This is what we’ve been waiting for for YEARS. True Google devices, not necessarily labeled Nexus — but labeled as Google devices and to be sold as such. Devices with marketing behind them to show the power of a true Google Android device that gets updates, is secure and puts user-experience (not bloatware or cookie cutter apps) at the forefront. This is not only important to Google but paramount to users — at the end of the day, we (you) derserve a quality device that isn’t overrun with carrier software and will be secure and supplied with updates, which keep your device relevant, for years and in time.
Why does this matter? Simple. Everyone knows who Google is, having their name on the phone will be huge, rather than an OEM acting as if Android does not exist, when it’s actually powering the phone.

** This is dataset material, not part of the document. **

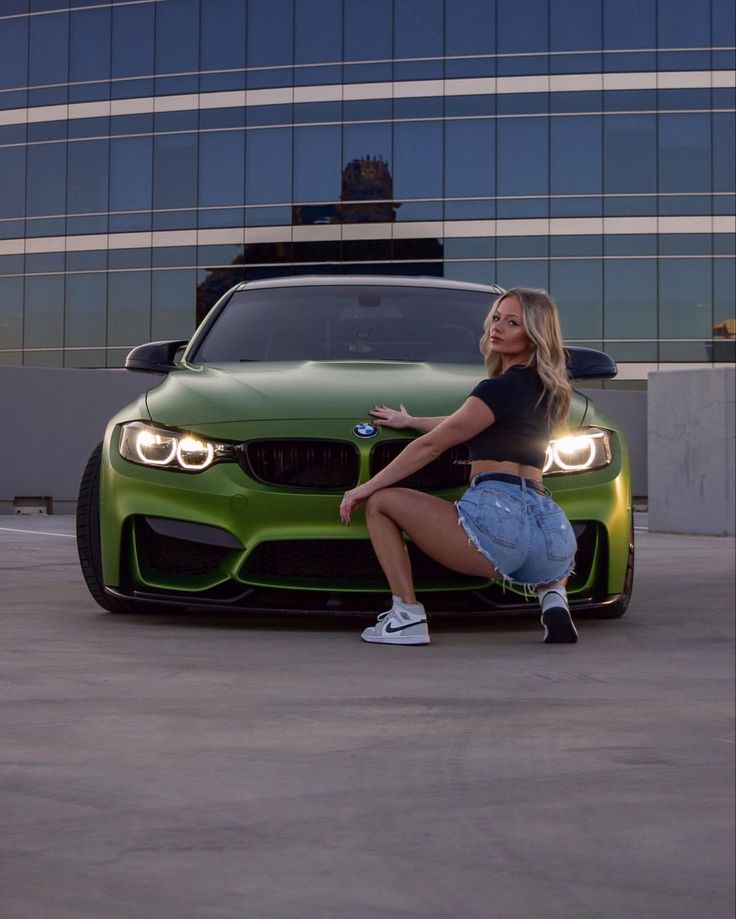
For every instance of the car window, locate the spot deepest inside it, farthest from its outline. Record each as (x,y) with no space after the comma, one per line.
(334,323)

HTC made Google Pixel devices.
Device quality has skyrocketed over the past few years with better devices costing less and less. This is doing two things, keeping device manufacturers competitive and making those that are producing high-quality devices on their toes. Google understands the ramifications of creating a poor quality device, and the recent Nexus devices have shown that the company has commitment to creating devices that are solid in build quality.

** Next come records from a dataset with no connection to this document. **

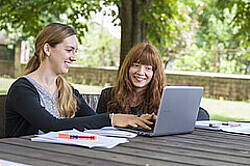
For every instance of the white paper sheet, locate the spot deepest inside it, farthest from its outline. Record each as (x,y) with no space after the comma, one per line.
(101,141)
(111,132)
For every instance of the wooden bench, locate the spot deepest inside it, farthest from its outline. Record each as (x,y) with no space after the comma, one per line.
(91,99)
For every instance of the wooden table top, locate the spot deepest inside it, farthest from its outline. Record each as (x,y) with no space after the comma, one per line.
(202,147)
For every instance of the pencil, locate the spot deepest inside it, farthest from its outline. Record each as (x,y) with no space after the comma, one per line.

Two reasons we buy a device from Google is to get a pure Android experience and receive timely updates. When other major manufacturers put Android on a device the code is modified and differentiated so that it can look different from another. Up front, most users think that this is a good thing; however, over the course of years we have seen that this has created the word that has haunted Google and Android — fragmentation. Fragmentation occurs when a piece of software is different from one device to the next, since this phenomenon happened, Google is simply unable to get updates out to all of its users due to the many channels that it must go through. First, Google releases the code to the latest version of Android (either a full version upgrade or a monthly security update). Next, the OEM receives that update and merges the changes to the ROM that it is using — sometimes there can be issues because on the OEM side they’ve usually modified the stock Android code to look or behave in a certain way. Finally, the carrier has to test and push it out to the devices.
When it comes to updates and keeping your device secure, it is in your best interest to buy a phone directly from Google, like the upcoming Pixel or Nexus devices.

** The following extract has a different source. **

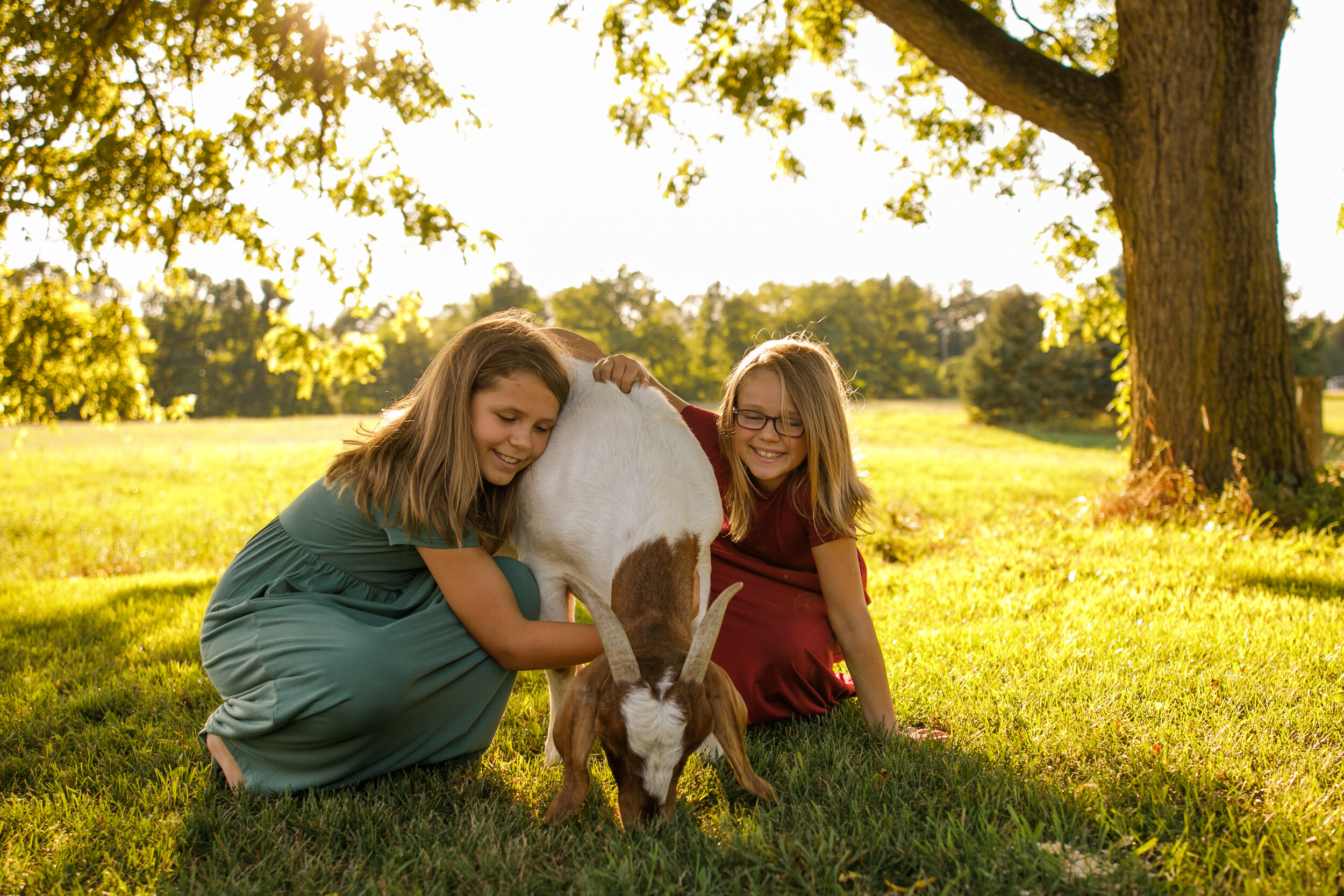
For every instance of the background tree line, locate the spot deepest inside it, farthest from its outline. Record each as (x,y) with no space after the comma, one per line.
(896,339)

The stock or “Google” Android experience is usually better than that of a manufacturer in many ways — primarily because it is simple and lightweight. Lightweight in terms of how much space the software takes up on the device and the fact there are simply less processes on these devices that run, which in turn makes for a quicker operating system because less things are being held in memory. When it all boils down, a user simply wants their device to work well and usually when carriers and manufacturers get their hands on a device, expect a performance degradation.
Bottom line: We are expected to see the HTC made Google Pixel phones on October 4th — let’s hope that this spirals Android into the right direction and forces OEMs to do a better job. Perhaps it is best if some of them get left behind by increased standards. It is simply best practice to care about and protect those that support you with secure and high-performing devices rather than refusing to update phones and tablets.